Egzamin gimnazjalny z matematyki i przedmiotów przyrodniczych [OPINIE, SONDA]

redakcja Gazety Lubuskiej
redakcja Gazety Lubuskiej
Gimnazjaliści z Gimnazjum nr 6 w Zielonej Górze przed egzaminem z matematyki i przedmiotów przyrodniczych
Gimnazjaliści z Gimnazjum nr 6 w Zielonej Górze przed egzaminem z matematyki i przedmiotów przyrodniczych Czesław Wachnik
We wtorek 19 kwietnia o godz. 9.00 zamknięto sale i uczniowie przystąpili do drugiego dnia egzaminów gimnazjalnych. Pisali testy z przedmiotów przyrodniczych i matematyki.

Tuż przed godz. 9 zajrzeliśmy do zielonogórskiego Gimnazjum nr 6. Uczniowie byli zadowoleni z egzaminów poniedziałkowych z części humanistycznej.

Iwona Sztein z klasy IIIa powiedziała nam, że egzamin z języka polskiego wypadł znakomicie. - Był fragment "Krzyżaków" oraz wiersze i trzeba było dokonać ich analizy i wyciągnąć wnioski.

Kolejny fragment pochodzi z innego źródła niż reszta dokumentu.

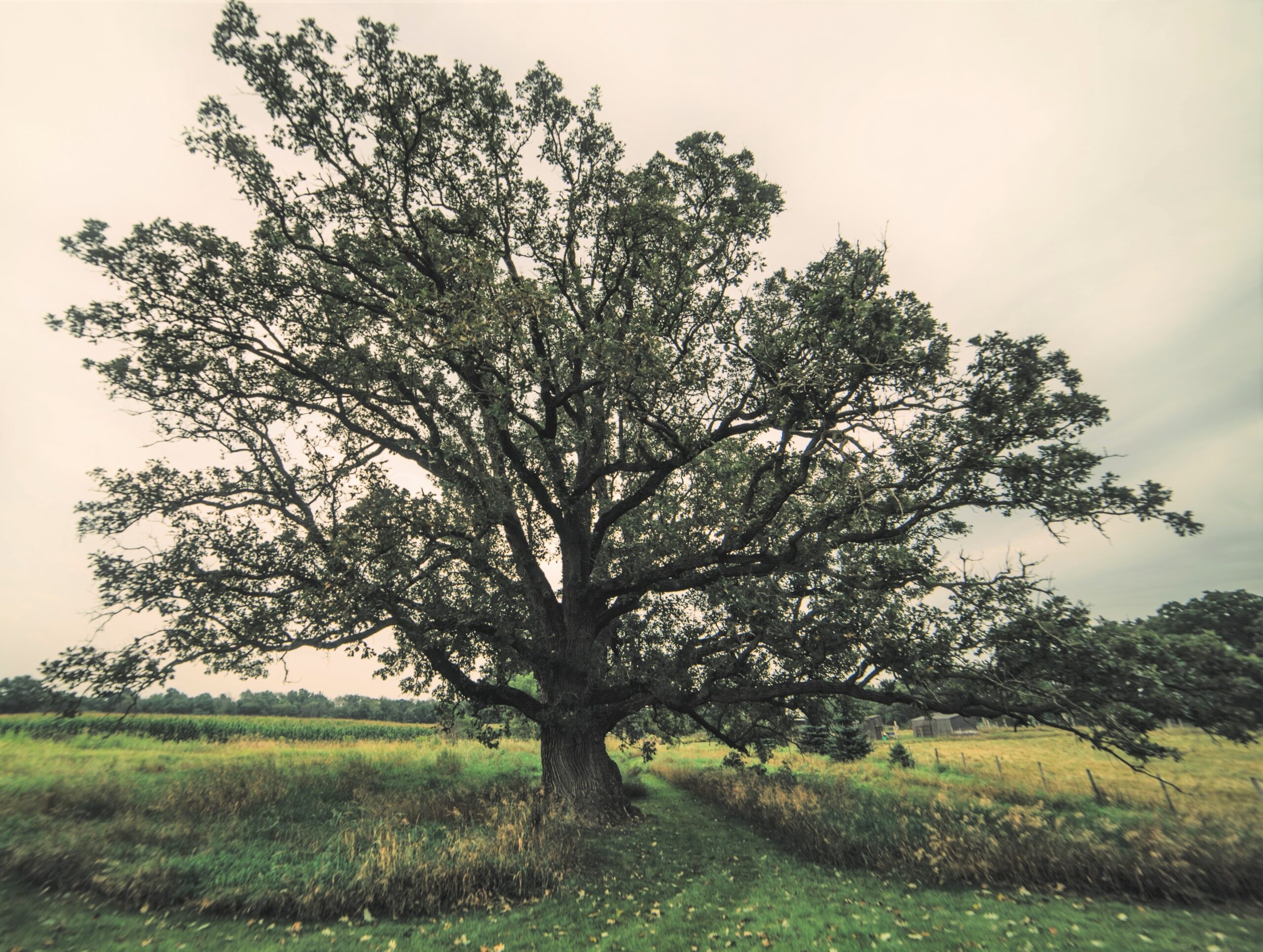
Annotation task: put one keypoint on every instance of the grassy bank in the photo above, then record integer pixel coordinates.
(686, 878)
(274, 829)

Gorzej natomiast wypadła historia. Nie jestem z tego przedmiotu orłem - przyznała.

Także Maja Roszak była zadowolona. Podobnie jak Iwonie jej też lepiej wypadł egzamin z języka polskiego niż z historii. Natomiast według Macieja Kłucjasza wczorajsze egzaminy były nawet łatwiejsze od wcześniejszych próbnych.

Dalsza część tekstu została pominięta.